La Pologne se dit prête à accueillir des armes nucléaires
La Pologne est prête à accueillir des armes nucléaires sur son territoire, a annoncé le président du pays, Andrzej Duda, lundi (22 avril), confirmant qu’il s’était récemment entretenu à ce sujet avec l’administration américaine.
La Pologne est prête à accueillir des armes nucléaires sur son territoire, a annoncé le président du pays, Andrzej Duda, lundi (22 avril), confirmant qu’il s’était récemment entretenu à ce sujet avec l’administration américaine.
Dans un entretien accordé au quotidien polonais Fakt, Andrzej Duda a reconnu qu’il discutait avec Washington de la possibilité de déployer des armes nucléaires en Pologne dans le cadre du programme de partage nucléaire de l’OTAN.
Les accords de partage nucléaire prévoient le déploiement et le stockage d’un arsenal nucléaire en Europe, permettant aux États non dotés de l’arme nucléaire d’en accueillir sur leur territoire et de participer à la planification et aux exercices liés.
Bien que cela ne soit pas officiel, il est de notoriété publique que des armes nucléaires américaines sont actuellement stockées dans des bases américaines et européennes : dans les bases aériennes de Kleine-Brogel en Belgique, de Büchel en Allemagne, d’Aviano et de Ghedi-Torre en Italie, de Volkel-Uden aux Pays-Bas ou encore dans celle de Inçirlik en Turquie.
« Si nos alliés décidaient de déployer des armes nucléaires dans le cadre du partage nucléaire sur notre territoire afin de renforcer la sécurité du flanc oriental de l’OTAN, nous sommes prêts », a affirmé le président polonais au quotidien.

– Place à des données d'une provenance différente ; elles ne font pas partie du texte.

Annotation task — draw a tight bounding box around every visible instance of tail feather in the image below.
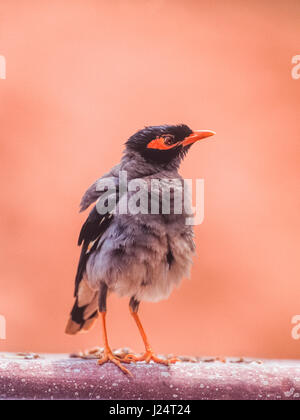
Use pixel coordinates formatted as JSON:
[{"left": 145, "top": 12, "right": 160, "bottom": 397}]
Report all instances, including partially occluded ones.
[{"left": 65, "top": 279, "right": 98, "bottom": 335}]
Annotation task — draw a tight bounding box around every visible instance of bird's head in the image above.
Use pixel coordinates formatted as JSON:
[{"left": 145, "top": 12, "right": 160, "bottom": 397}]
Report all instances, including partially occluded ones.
[{"left": 126, "top": 124, "right": 215, "bottom": 165}]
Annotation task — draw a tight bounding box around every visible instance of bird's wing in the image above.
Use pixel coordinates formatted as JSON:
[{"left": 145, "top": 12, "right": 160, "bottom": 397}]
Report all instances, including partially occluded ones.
[
  {"left": 66, "top": 172, "right": 118, "bottom": 334},
  {"left": 75, "top": 206, "right": 113, "bottom": 296}
]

Il a confirmé que le déploiement potentiel d’armes nucléaires en Pologne a été l’un des sujets de ses entretiens avec l’administration américaine lors de sa visite de la semaine dernière à Washington, au cours de laquelle il a rencontré des responsables de la Maison-Blanche ainsi que le candidat républicain à la présidentielle américaine, Donald Trump.
M. Duda a déclaré à ses homologues américains que « la Russie militarise de plus en plus l’enclave de Kaliningrad et est en train de transférer ses armes nucléaires vers la Biélorussie » — deux territoires proches de la Pologne.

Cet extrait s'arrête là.